Coping With Motherhood Without A Mother

When I gave birth to my son, I not only became a mother, but a mother without a mother. At the age of 55 my mother died of breast cancer. It was an aggressive strain, and after living cancer-free for more than 20 years, it returned spreading aggressively to her lungs and then her brain. After the double mastectomy we thought for sure it was the end of the cancer. Only for the cancer to return a year later taking her life and mine too soon. Losing your mother when you are becoming a mother can feel like your compass is gone; lost. Grief can be a constant trigger. I had to learn to redirect my mind.

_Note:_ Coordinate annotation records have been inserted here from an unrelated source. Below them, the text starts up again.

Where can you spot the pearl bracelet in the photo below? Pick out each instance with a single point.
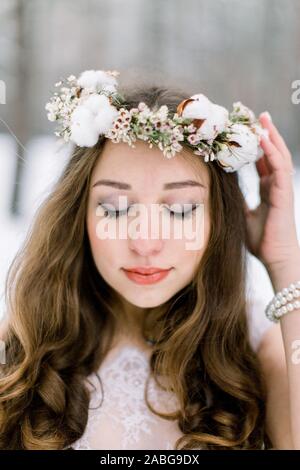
(283, 302)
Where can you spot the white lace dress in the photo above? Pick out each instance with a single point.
(123, 420)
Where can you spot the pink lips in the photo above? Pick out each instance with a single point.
(146, 275)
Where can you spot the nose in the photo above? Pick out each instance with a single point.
(145, 246)
(144, 240)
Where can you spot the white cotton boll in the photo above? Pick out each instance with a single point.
(83, 130)
(200, 108)
(215, 117)
(96, 102)
(104, 119)
(235, 157)
(220, 117)
(240, 110)
(94, 80)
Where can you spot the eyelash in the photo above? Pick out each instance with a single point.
(179, 215)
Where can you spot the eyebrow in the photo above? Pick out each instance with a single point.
(126, 186)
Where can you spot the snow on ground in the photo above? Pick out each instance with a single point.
(45, 159)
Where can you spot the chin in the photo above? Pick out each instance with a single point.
(146, 301)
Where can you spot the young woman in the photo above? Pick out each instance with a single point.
(100, 357)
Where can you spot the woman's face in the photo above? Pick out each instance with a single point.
(142, 176)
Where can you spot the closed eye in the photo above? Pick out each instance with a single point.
(115, 213)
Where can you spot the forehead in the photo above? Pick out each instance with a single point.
(144, 167)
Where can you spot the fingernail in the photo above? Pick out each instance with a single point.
(266, 113)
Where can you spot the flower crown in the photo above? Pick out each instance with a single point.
(91, 106)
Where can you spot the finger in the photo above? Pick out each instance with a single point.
(275, 136)
(273, 155)
(263, 166)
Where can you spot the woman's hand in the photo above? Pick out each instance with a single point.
(271, 226)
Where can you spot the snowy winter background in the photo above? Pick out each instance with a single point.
(45, 160)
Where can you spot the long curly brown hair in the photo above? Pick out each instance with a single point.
(58, 303)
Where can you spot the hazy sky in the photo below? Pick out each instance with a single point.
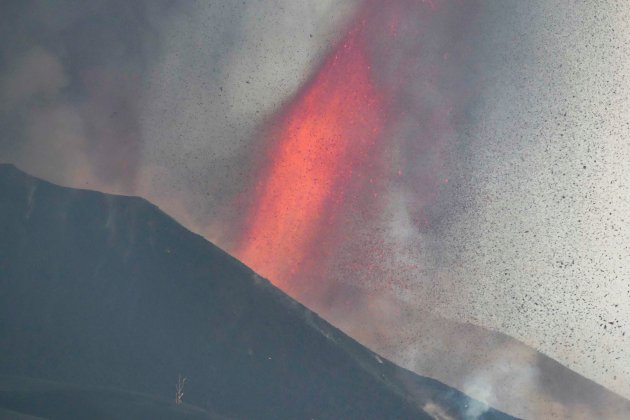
(521, 224)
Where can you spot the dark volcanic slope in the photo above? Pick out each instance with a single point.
(102, 290)
(36, 399)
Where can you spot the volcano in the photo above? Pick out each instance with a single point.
(107, 291)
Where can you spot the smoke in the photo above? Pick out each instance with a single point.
(501, 193)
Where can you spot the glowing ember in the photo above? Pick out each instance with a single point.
(324, 136)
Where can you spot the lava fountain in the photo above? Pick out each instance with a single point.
(326, 152)
(323, 137)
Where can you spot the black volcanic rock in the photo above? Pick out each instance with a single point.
(101, 290)
(36, 399)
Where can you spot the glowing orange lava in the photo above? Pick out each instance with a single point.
(324, 136)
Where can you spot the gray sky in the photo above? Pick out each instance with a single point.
(530, 234)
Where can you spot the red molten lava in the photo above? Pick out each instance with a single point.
(324, 137)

I have my moments where I am mourning all what might have been with her. Watching my child grow I am suddenly in the role of who I need the most but who is no longer around. Grief has a way of reminding me of all the questions I didn’t get to ask. Questions about the symptoms I’m feeling or how she felt at __ weeks pregnant. Or what her delivery experience was like in comparison to mine.  I’ll never get to have those conversations but despite the unknowing, pain has a way of leading to transformation. 

Through motherhood I transformed from a wounded daughter into a healing mother. I made the choice to be a happy mother and I wanted to be greater than my grief. I tapped into all the great mother energy around me – those with children and those without. From my mother in law, great-grandma, my sister, even ChiChi – my female bulldog, some friends and co-workers and my doula, I had all this great maternal energy to tap into. I absorbed it all. I honored their wisdom, while at the same time I created a space for my own mothering to grow. Some people do certain things in their family because their mom did it. Well when it comes to mothering without a mother, I didn’t have that so instead I chose to see the beauty in creating new family traditions.